И все же Берхем и в этот день записал в своей школьной тетрадке: «9 часов. Подозрительное движение в устье реки». То же самое он записал в 10 часов 15 минут, а в 11 часов 45 минут отметил: «Американская легковая машина из Г. в В. Консервная фабрика». В двенадцать часов он хотел на несколько минут оставить пост и пойти за едой. Но только он стал спускаться по лестнице, как Шнивинд снизу крикнул:
— Задержитесь на минутку!
Берхем полез обратно к слуховому окну и взялся за бинокль. Шнивинд поднялся наверх, взял у него из рук бинокль, лег на живот и уставился на Вайдесгайм. Берхем смотрел на него со стороны и думал, что Шнивинд принадлежит именно к тому типу людей, которые пить не умеют, но убеждают и себя, и других, что могут выпить целую бочку и не будут пьяны, ни в одном глазу. Не совсем естественным выглядело его служебное рвение. Лежа на животе, он таращился в бинокль на унылый, вымерший Вайдесгайм, а Берхем видел, что звездочки на погонах Шнивинда еще совсем новенькие, как и серебряные подковки галуна. Шнивинд вернул Берхему бинокль и буркнул:
— Свиньи! Проклятые свиньи! Белые флаги повывесили… Дайте-ка тетрадь!
Берхем подал тетрадь. Шнивинд перелистал ее.
— Ерунда! — сказал он. — Не пойму, что вы обнаружили в заболоченном устье реки? Там одни лягушки! Дайте-ка бинокль!
Он опять вырвал из рук Берхема бинокль и навел его на устье реки. Берхем видел, что из углов рта у Шнивинда течет слюна и тонкой ниточкой свисает на подбородок.
— Ничего, — пробормотал Шнивинд, — ровным счетом ничего там нет, в устье реки ничего не шевелится. Чепуха какая-то!
Он вырвал листок из школьной тетрадки, вытащил из кармана огрызок карандаша и, глядя в окно, написал записку.
— Свиньи! — бормотал он. — Свиньи этакие!
Потом, даже не козырнув, он пошел к лестнице и спустился вниз. Минутой позднее спустился с котелком и Берхем.
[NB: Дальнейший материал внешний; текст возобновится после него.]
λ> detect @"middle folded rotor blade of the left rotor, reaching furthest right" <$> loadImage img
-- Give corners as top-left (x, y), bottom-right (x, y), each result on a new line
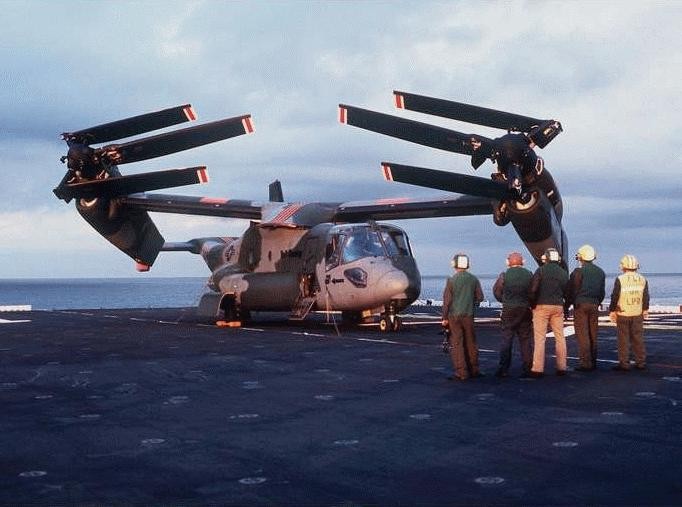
top-left (99, 114), bottom-right (254, 164)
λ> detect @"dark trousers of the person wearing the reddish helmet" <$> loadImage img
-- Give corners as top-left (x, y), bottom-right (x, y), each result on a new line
top-left (499, 306), bottom-right (533, 373)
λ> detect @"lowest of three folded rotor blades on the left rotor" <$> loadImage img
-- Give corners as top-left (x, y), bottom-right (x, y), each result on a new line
top-left (54, 167), bottom-right (208, 200)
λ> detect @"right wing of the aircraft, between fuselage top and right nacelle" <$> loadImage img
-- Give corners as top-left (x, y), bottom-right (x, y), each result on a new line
top-left (333, 194), bottom-right (494, 222)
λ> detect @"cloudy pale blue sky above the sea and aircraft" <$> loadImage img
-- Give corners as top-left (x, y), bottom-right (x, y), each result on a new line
top-left (0, 0), bottom-right (682, 278)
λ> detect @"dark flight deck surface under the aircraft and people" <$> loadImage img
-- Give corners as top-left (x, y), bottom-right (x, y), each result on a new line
top-left (0, 307), bottom-right (682, 506)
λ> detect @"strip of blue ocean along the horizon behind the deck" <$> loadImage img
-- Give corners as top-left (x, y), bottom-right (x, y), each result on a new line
top-left (0, 273), bottom-right (682, 310)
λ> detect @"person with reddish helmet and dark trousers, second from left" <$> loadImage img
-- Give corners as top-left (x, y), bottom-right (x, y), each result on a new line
top-left (493, 252), bottom-right (533, 377)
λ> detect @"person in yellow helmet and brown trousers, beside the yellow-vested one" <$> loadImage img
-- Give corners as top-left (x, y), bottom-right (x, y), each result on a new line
top-left (566, 245), bottom-right (606, 371)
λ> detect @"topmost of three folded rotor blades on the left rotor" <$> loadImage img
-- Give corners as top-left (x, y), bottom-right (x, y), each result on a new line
top-left (62, 104), bottom-right (196, 144)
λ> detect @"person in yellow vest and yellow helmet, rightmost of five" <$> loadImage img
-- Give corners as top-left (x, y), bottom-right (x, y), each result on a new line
top-left (609, 255), bottom-right (649, 371)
Сверху, из виноградника, местность хорошо просматривалась, и Файнхальс сразу понял, почему ни немцы, ни американцы не занимали Вайдесгайм, — игра не стоила свеч. Городок состоял из пятнадцати домов и консервной фабрики, которая не работала. В Гайдесгайме в распоряжении американцев была железнодорожная станция. На другом берегу реки — в Ауэльберге — железнодорожную станцию удерживали немцы. Вайдесгайм лежал в тупике. В котловине между Вайдесгаймом и горами раскинулся Гайдесгайм, и Файнхальс видел сверху, что городишко забит танками. Повсюду — на гимназическом дворе, на рынке и на большой стоянке автомашин у гостиницы «Звезда» — танки и грузовики стояли впритык, борт к борту, их даже не замаскировали. В долине уже зацвели деревья, их кроны — белые, розоватые и голубовато-белые — расцветили склоны гор, воздух был прозрачен. Была весна. Сверху участок Финка вырисовывался как на чертеже: Файнхальс разглядел квадраты обоих дворов среди узких улиц, разглядел даже четырех часовых; во дворе магазина похоронных принадлежностей человек мастерил длинный желтоватый, чуть скошенный ящик, очевидно гроб, на свежем тесе играли оранжевые блики, а жена мастера сидела на скамеечке, неподалеку от мужа, и чистила на солнце зелень.
Улицы были оживлены — женщины с покупками, американские солдаты, из школьного здания на окраине города только что высыпала группа ребят. А в соседнем Вайдесгайме все словно вымерло. Даже дома, казалось, притаились под развесистыми кронами деревьев, но Файнхальс знал там каждый дом и с первого взгляда определил, что дома Берга и Гоппенрата пострадали от обстрела, а дом его отца, большой и приземистый, невредим. Внушительный желтый фасад выходил на главную улицу, из родительской спальни на втором этаже свисал белый флаг, он был огромный, гораздо больше, чем белые флаги на остальных домах города. Зеленели липы.